A SENIOR Highland Council official has warned Tongue Community Council that it is putting in jeopardy a plan for a new North Coast Health and Social Care Hub if it continues to oppose a land sale between the authority and Wildland Ltd.
Highland Council is progressing the £10.5 million hub on a site at the Glebe, Tongue, in conjunction with NHS Highland and environmental and tourism company Wildland, owned by Danish entrepreneur and local landowner Anders Holch Povlsen.
Wildland is to build the hub and lease it to the two authorities.
Plans for the development have been on display and it and a planning application is being submitted.
But Tongue community councillors were taken aback to learn at their November meeting that as part of the agreement between the three parties, Highland Council owned land in front of Lundies House, Tongue, run by Wildland as a luxury small hotel, was to be sold to the firm.
The land in question was the original site pinpointed for the care hub.
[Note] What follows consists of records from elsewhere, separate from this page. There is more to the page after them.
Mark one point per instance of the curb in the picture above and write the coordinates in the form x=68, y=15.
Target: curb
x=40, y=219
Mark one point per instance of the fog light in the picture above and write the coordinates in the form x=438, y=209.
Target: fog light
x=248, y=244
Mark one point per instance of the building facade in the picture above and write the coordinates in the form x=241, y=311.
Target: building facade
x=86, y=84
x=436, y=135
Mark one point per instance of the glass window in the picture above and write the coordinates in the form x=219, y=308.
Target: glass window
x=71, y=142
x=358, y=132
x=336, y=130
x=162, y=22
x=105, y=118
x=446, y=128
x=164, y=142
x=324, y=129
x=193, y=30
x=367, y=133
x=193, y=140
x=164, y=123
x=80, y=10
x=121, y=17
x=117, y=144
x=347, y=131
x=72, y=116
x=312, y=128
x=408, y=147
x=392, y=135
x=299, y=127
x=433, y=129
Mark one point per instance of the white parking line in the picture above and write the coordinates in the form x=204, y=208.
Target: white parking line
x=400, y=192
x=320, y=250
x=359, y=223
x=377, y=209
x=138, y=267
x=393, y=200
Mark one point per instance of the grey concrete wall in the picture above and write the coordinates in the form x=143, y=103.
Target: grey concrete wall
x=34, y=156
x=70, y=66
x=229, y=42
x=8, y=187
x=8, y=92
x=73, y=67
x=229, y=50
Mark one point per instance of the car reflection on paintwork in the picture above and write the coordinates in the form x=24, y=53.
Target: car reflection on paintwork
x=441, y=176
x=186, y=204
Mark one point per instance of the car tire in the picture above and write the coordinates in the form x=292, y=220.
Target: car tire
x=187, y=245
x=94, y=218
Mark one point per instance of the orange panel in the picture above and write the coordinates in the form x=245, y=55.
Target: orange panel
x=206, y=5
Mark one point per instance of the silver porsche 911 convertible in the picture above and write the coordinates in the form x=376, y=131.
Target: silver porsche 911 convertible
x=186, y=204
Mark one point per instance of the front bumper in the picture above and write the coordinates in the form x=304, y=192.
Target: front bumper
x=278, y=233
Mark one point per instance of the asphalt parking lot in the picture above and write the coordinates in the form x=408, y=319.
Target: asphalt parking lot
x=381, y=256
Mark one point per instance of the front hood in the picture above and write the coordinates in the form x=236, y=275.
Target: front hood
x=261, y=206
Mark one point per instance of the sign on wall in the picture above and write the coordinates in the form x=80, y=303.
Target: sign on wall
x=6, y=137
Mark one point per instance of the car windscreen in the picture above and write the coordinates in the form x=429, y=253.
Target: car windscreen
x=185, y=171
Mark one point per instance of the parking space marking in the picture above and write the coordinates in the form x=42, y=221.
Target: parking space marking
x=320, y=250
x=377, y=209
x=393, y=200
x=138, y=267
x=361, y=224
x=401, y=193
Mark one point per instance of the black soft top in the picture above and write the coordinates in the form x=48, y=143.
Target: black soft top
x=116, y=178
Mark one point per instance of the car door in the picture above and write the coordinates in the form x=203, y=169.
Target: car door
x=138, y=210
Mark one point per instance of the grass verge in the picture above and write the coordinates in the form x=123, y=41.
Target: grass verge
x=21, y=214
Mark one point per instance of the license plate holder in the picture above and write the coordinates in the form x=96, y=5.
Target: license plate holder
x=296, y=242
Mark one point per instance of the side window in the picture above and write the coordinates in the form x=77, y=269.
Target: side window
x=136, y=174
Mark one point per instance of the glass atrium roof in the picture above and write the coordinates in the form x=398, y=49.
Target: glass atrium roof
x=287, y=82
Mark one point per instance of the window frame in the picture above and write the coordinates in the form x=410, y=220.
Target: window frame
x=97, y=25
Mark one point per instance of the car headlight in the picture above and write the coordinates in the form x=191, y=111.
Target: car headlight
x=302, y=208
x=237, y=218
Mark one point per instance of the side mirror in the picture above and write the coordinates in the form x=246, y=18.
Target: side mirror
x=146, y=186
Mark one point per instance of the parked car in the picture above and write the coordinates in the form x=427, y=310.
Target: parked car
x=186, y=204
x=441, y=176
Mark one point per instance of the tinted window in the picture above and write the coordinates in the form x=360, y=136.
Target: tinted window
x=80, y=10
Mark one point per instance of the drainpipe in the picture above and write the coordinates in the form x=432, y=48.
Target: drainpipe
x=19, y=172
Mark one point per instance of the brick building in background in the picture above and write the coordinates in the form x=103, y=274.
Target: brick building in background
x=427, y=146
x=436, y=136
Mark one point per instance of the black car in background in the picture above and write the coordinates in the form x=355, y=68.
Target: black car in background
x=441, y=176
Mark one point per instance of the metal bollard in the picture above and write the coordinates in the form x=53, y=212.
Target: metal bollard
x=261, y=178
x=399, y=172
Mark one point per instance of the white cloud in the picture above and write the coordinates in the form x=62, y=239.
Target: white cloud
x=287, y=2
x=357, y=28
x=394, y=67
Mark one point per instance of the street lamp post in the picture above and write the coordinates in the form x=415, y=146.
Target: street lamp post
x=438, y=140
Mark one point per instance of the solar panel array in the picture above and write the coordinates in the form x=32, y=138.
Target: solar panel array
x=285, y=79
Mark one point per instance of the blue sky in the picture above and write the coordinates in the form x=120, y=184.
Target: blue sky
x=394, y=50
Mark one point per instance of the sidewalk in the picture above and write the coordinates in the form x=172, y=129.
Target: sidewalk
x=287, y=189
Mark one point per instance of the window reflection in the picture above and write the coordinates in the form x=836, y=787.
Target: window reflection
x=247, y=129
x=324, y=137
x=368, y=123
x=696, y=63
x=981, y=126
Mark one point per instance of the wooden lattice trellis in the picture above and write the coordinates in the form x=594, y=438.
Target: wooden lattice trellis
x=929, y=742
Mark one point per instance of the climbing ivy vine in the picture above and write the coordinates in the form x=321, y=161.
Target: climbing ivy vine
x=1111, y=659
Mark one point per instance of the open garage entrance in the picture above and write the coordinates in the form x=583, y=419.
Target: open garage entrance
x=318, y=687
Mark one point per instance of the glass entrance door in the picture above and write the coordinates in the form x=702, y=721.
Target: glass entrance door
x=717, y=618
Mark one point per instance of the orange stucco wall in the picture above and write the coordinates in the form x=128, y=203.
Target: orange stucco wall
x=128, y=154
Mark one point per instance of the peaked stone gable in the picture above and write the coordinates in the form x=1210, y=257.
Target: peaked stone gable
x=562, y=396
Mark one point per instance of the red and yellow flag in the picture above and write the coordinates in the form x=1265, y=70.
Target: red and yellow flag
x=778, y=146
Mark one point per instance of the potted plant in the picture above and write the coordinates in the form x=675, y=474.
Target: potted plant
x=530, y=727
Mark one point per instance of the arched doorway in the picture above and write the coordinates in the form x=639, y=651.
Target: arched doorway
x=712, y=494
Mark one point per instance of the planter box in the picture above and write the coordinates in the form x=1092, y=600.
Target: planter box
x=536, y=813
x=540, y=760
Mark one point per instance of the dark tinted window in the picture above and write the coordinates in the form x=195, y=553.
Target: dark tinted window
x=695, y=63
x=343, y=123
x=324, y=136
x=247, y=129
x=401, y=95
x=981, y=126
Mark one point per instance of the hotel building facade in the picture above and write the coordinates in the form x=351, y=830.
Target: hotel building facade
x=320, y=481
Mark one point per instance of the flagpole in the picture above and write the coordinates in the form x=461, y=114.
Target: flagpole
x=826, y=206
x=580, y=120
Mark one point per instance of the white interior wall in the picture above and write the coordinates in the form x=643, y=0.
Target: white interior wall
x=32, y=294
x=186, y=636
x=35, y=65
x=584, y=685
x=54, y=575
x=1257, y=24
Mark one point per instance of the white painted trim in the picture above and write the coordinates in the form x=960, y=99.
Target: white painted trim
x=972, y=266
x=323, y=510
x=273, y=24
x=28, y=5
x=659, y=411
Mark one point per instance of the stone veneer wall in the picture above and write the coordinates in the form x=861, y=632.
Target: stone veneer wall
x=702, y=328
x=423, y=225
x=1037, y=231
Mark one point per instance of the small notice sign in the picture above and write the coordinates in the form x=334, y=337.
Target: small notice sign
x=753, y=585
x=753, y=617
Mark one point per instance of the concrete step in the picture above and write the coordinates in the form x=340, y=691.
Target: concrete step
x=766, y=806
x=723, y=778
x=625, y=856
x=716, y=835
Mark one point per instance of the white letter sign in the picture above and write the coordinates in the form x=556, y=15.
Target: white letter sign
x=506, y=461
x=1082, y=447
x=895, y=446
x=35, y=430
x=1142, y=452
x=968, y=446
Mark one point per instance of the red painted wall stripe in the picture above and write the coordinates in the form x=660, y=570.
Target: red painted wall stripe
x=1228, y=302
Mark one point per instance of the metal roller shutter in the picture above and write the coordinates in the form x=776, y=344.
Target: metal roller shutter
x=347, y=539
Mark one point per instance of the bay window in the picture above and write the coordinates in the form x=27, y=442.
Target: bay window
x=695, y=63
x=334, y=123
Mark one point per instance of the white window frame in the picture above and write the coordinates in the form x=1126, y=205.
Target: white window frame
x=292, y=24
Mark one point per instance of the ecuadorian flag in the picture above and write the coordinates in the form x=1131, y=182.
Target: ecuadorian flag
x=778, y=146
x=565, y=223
Concerned that the ground was to be developed, Wildland stepped in and the subsequent agreement was reached.
But community councillors maintain that they had not been made aware of the land transaction and the ground should be retained in local authority ownership.
The council’s head of resources Brian Porter attended the community council’s December meeting and told members: “The care hub being delivered on the Glebe – that only happens by virtue of this partnership and the land transaction described.”